Many of Wyatt's secular poems were first printed in 1557, with those of Surrey and some anonymous contemporaries, by Richard Tottel, in the volume called ‘Songes and Sonettes,’ which is commonly quoted as ‘Tottel's Miscellany.’ Ninety-six poems are there assigned to Wyatt out of a total of 310. In Nott's edition of the works of Surrey and Wyatt (1815–16) important additions to the collection of Tottel were made from manuscript sources. The most historically interesting of Wyatt's surviving poems are thirty-one regular sonnets; of these ten are direct translations of Petrarch, and many others betray his influence. The metre is simplified from the Italian model, and the two concluding lines usually form a rhymed couplet. The rest of Wyatt's poems consist of rondeaus, epigrams, lyrics in various short metres, and satires in heroic couplets. His muse was largely imitative, and French and Spanish verse was laid under contribution as well as Italian. His epigrams often imitate the strambotti of Serafino dell' Aquila. His satires are inspired by a study of Horace or Persius. Wyatt's poetic efforts often lack grace, his versification is at times curiously uncouth, his sonnets are strained and artificial in style as well as in sentiment; but he knew the value of metrical rules and musical rhythm, as the ‘Address to his Lute’ amply attests. Despite his persistent imitation of foreign models, too, he displays at all points an individual energy of thought, which his disciple Surrey never attained. As a whole his work evinces a robuster taste and intellect than Surrey's.
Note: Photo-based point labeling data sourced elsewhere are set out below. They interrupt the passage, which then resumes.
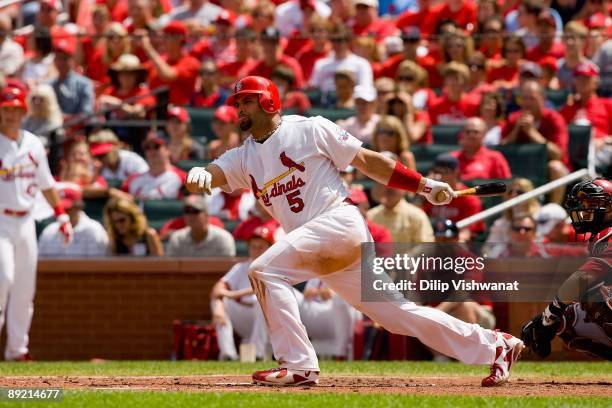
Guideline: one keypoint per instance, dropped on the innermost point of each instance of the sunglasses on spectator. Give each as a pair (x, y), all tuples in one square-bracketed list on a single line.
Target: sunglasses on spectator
[(521, 228), (191, 211)]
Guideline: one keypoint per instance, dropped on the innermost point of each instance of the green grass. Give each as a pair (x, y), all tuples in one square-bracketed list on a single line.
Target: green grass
[(91, 399), (601, 370)]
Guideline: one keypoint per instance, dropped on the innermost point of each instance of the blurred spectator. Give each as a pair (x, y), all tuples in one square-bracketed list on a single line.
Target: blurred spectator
[(128, 231), (345, 82), (38, 65), (235, 308), (454, 106), (221, 47), (367, 23), (181, 145), (390, 136), (549, 45), (416, 123), (362, 124), (535, 123), (574, 39), (128, 97), (273, 56), (492, 112), (289, 15), (585, 107), (11, 53), (406, 222), (341, 57), (225, 128), (318, 48), (112, 162), (75, 93), (246, 45), (506, 75), (44, 114), (112, 45), (90, 238), (209, 94), (446, 169), (163, 180), (200, 238), (475, 160), (175, 69), (492, 38), (292, 99), (200, 13), (499, 233)]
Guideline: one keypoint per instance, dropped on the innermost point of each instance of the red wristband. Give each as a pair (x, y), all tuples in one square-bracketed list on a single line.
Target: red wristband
[(404, 179), (59, 210)]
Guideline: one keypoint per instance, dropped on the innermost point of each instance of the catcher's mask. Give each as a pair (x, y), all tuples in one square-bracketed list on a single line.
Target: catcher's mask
[(588, 203)]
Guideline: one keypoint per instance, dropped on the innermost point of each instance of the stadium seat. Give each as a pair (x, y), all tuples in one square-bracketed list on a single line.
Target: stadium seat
[(425, 155), (527, 160), (446, 134), (331, 113), (158, 212), (579, 141), (201, 121)]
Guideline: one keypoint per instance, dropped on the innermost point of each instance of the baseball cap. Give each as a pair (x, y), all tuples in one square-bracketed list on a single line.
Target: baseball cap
[(175, 28), (367, 93), (70, 194), (13, 96), (196, 201), (446, 161), (586, 69), (549, 216), (179, 113), (530, 68)]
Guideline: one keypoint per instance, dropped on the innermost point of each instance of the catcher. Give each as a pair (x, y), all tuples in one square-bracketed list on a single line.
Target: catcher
[(581, 313)]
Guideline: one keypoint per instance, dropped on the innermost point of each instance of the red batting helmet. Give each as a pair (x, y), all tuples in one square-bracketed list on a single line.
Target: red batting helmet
[(12, 96), (269, 99)]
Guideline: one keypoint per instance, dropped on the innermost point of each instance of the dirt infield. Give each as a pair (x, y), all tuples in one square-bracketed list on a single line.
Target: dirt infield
[(519, 386)]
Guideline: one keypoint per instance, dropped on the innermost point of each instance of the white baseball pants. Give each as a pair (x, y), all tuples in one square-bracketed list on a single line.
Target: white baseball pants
[(328, 248), (18, 257)]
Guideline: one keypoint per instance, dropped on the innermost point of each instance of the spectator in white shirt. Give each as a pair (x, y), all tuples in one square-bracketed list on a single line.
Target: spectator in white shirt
[(90, 238), (341, 58), (112, 162), (162, 181), (200, 238)]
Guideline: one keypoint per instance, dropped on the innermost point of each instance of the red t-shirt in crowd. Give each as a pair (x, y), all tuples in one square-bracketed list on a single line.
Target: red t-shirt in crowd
[(485, 164), (182, 87), (307, 58), (597, 110), (447, 112), (536, 53), (458, 209), (264, 70), (551, 125)]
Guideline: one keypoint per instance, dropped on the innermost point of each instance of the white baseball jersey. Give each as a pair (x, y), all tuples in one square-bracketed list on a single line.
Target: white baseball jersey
[(237, 278), (295, 172), (149, 187), (24, 170), (130, 163)]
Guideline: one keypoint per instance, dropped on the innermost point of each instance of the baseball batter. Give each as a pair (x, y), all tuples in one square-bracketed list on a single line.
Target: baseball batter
[(292, 164), (24, 171)]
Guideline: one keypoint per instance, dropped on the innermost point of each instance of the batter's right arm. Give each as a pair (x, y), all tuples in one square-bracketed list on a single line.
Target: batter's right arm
[(203, 180)]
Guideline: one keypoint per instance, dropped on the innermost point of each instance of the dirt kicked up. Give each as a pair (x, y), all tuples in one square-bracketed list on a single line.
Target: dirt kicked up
[(518, 386)]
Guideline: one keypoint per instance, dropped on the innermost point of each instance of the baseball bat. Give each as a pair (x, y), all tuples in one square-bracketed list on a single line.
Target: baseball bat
[(481, 190)]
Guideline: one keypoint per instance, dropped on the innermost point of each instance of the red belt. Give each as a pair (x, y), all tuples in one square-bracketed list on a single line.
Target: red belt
[(14, 213)]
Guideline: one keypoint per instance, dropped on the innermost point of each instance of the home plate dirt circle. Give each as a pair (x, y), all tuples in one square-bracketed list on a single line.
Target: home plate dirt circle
[(519, 386)]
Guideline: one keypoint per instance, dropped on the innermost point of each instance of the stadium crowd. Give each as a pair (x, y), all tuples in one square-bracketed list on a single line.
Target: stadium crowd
[(114, 89)]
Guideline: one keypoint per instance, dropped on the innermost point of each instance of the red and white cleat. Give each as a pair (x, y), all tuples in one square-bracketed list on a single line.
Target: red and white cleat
[(508, 350), (286, 377)]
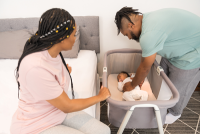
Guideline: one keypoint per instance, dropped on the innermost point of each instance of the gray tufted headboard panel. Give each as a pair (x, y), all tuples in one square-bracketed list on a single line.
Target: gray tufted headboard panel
[(88, 25)]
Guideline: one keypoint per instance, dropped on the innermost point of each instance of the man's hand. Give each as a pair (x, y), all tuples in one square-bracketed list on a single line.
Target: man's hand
[(127, 87), (69, 68)]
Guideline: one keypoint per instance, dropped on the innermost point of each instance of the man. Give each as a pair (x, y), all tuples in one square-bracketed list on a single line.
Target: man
[(175, 35)]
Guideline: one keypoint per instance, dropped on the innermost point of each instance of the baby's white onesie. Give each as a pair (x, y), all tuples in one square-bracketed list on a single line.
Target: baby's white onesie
[(135, 94)]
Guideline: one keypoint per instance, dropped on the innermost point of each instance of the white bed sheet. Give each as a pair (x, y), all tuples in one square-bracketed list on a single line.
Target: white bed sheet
[(83, 75)]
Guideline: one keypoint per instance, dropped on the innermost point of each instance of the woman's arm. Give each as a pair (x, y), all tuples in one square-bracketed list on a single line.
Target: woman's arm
[(65, 104)]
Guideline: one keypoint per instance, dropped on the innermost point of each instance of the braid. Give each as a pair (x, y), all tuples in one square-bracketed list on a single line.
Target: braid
[(124, 12), (48, 21)]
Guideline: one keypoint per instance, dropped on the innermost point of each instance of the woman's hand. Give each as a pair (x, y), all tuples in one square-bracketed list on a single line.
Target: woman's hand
[(69, 68), (127, 87), (104, 93), (140, 85)]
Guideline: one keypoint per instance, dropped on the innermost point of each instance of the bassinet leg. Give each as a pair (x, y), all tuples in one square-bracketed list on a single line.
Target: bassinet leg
[(159, 121), (129, 113), (124, 122)]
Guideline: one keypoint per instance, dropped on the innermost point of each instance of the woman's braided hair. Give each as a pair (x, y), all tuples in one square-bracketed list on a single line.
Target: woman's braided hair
[(51, 30), (124, 12)]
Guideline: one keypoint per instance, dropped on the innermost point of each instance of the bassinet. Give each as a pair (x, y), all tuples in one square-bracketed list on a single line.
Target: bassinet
[(139, 114)]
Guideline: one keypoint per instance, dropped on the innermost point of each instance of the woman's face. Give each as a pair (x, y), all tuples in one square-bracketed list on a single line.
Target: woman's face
[(68, 43)]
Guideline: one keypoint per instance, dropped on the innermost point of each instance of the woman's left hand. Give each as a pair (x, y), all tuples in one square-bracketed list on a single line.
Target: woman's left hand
[(69, 68)]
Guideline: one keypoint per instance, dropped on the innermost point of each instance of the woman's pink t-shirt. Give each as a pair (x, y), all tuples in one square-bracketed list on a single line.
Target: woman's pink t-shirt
[(41, 78)]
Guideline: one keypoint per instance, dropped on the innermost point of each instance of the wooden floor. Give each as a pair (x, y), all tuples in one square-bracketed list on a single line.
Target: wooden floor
[(188, 123)]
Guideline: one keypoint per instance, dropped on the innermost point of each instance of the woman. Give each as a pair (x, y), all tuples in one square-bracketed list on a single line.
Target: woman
[(43, 79)]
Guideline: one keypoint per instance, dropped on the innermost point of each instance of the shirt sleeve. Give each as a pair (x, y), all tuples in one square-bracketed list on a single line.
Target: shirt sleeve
[(42, 84), (152, 42)]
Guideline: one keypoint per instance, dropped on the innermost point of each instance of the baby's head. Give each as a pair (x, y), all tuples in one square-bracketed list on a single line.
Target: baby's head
[(122, 76)]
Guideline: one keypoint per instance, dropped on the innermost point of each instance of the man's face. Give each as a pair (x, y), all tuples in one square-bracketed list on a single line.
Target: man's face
[(130, 34)]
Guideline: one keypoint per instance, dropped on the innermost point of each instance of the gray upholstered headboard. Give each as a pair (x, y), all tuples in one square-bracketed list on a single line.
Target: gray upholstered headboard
[(88, 25)]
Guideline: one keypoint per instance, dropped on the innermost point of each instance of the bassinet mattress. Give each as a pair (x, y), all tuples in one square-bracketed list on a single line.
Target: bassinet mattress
[(83, 75), (117, 95)]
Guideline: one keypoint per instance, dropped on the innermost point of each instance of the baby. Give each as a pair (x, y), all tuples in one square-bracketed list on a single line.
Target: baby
[(136, 93)]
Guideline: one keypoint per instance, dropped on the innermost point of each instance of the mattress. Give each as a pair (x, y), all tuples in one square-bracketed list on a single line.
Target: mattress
[(117, 95), (84, 80)]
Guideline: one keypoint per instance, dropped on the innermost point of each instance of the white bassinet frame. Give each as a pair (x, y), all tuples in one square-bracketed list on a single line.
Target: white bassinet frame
[(157, 109)]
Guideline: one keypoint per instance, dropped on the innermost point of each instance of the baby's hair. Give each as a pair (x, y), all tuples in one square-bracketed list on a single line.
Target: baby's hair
[(123, 72), (54, 26)]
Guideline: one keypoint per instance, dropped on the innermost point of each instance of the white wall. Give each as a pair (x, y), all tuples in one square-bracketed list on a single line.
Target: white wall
[(105, 9)]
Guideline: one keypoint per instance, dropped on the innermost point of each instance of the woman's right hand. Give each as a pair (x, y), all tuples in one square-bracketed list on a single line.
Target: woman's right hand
[(104, 93)]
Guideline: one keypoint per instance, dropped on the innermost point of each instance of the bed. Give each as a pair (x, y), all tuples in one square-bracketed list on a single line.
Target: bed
[(83, 66)]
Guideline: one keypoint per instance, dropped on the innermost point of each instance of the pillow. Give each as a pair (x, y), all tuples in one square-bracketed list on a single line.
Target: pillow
[(75, 49), (12, 43)]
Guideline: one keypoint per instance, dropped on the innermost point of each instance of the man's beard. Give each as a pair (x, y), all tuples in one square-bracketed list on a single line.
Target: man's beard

‘Tottel's Miscellany’ was constantly reprinted [see Howard, Henry, Earl of Surrey; Tottel, Richard]. Wyatt's poems were separately reprinted from ‘Tottel's Miscellany’ twice in 1717, in Bell's ‘Annotated Edition of English Poets’ in 1854; by the Rev. George Gilfillan, Edinburgh, in 1858; and by James Yeowell in the ‘Aldine Poets,’ 1863.
The poetical works of Wyatt and Surrey have often been edited together, notably in 1815–16, by George Frederick Nott [q. v.], who printed many new poems by Wyatt for the first time from the Harington MSS. and the Duke of Devonshire's manuscript collections (2 vols. 4to), and again in 1831 by Sir Harris Nicolas.